In this IPDMA, we found no differences in composite outcome between nifedipine and atosiban in the treatment of threatened preterm birth. However, the non-significant higher mortality after administering nifedipine warrants further investigation of the use of nifedipine as a tocolytic drug.

STUDY REGISTRATION

We conducted this study according to a prospectively prepared protocol, registered with PROSPERO (the International Prospective Register of Systematic Reviews) under CRD42016024244.

摘要

背景

在全球范围内,硝苯地平和阿托西班是用于治疗早产威胁的两种最常用的保胎药物。
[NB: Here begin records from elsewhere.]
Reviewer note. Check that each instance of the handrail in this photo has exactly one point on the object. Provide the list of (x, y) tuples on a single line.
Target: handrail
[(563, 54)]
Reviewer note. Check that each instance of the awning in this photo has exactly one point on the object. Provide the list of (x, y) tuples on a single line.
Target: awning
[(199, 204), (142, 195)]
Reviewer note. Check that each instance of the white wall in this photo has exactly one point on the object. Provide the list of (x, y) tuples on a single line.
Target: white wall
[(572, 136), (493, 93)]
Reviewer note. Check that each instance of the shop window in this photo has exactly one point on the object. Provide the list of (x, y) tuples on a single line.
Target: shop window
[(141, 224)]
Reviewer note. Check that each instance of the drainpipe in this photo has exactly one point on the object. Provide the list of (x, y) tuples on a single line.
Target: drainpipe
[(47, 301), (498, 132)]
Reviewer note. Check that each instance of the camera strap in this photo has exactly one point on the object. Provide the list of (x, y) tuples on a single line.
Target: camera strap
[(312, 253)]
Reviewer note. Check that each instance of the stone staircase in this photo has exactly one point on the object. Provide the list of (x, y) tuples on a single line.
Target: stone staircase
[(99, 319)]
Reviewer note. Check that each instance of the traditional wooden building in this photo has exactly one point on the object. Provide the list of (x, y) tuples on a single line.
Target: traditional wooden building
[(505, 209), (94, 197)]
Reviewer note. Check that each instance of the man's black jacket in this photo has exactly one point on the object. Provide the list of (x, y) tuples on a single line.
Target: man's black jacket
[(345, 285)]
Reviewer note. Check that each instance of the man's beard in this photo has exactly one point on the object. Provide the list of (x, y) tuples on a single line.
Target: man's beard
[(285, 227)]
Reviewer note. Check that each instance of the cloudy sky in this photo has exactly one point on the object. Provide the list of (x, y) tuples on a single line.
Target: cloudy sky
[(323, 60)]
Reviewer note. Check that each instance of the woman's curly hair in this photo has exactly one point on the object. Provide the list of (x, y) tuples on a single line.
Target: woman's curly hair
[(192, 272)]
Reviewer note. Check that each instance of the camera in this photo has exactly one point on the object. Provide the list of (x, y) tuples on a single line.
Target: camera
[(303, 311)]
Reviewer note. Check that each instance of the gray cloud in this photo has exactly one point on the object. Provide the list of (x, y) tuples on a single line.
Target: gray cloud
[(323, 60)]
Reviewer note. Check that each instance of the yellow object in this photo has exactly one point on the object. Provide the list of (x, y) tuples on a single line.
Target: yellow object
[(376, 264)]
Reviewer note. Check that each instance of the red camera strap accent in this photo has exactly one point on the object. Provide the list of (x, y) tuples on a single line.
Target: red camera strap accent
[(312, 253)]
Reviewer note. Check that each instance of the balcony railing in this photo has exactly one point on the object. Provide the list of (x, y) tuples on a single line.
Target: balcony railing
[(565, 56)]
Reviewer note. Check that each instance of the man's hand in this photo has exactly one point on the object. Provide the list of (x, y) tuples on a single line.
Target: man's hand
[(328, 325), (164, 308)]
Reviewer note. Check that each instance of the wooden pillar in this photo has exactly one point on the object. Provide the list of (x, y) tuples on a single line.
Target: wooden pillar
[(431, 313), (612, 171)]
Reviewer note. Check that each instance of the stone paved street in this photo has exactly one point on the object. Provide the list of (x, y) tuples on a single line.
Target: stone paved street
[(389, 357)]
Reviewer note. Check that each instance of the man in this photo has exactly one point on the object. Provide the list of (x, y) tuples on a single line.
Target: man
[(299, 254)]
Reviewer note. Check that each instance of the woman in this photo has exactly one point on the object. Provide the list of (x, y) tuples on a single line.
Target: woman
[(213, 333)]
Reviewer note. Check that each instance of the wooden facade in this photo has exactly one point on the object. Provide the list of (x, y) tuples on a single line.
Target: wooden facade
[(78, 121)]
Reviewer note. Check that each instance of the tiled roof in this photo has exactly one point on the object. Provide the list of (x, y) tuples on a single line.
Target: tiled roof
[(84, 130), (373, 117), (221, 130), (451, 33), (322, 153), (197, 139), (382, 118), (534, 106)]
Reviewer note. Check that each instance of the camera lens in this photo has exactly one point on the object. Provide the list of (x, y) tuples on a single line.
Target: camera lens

本研究旨在通过个体参与者数据荟萃分析(IPDMA)评估硝苯地平和阿托西班的疗效。

方法

我们通过 IPDMA 研究了早产威胁的女性中不良新生儿结局的发生情况,并试图确定一种可能的亚组,其中一种治疗方法可能更具优势。我们在 PubMed、Embase 和 Cochrane 中检索了比较硝苯地平和阿托西班治疗 24 至 34 周妊娠期早产的试验。主要结局是围产儿死亡率和包括呼吸窘迫综合征、脑室内出血、脑室周围白质软化、坏死性小肠结肠炎和败血症在内的新生儿发病率的复合结局。次要结局包括新生儿重症监护病房(NICU)入院、妊娠延长和分娩时的孕龄。对于没有原始数据库的研究,我们使用了元数据。这导致了一个两阶段的荟萃分析,将个体参与者数据与汇总元数据相结合。

结果

我们发现了四项研究(N=791 名女性),其中两项提供了个体参与者数据(N=650 名女性)。硝苯地平组新生儿复合结局的发生率为 58/364(16%),阿托西班组为 69/359(19%)(OR 0.76,95%CI 0.47-1.23)。硝苯地平组围产儿死亡的发生率为 14/392(3.6%),阿托西班组为 7/380(1.8%)(OR 2.0,95%CI 0.80-5.1)。硝苯地平组的妊娠延长时间更长,与阿托西班组的 10 天相比,硝苯地平组的妊娠延长时间为 18 天(HR 0.83(96%CI 0.69-0.99))。硝苯地平组 NICU 入院率(46%)低于阿托西班组(59%)(OR 0.32,95%CI 0.14-0.75)。敏感性分析显示,硝苯地平和阿托西班的妊娠延长 48 小时(OR 1.0,95%CI 0.73-1.4)或 7 天(OR 1.3,95%CI 0.85-5.8)无差异。硝苯地平组新生儿死亡率(OR 1.4,95%CI 0.60-3.4)有升高的趋势,但无统计学意义。

结论

在这项 IPDMA 中,我们没有发现硝苯地平和阿托西班在治疗早产威胁方面的复合结局存在差异。然而,硝苯地平治疗后死亡率升高的趋势需要进一步研究硝苯地平作为保胎药物的使用。

研究注册

我们根据预先制定的方案进行了这项研究,并在 PROSPERO(国际前瞻性系统评价注册库)下注册,注册号为 CRD42016024244。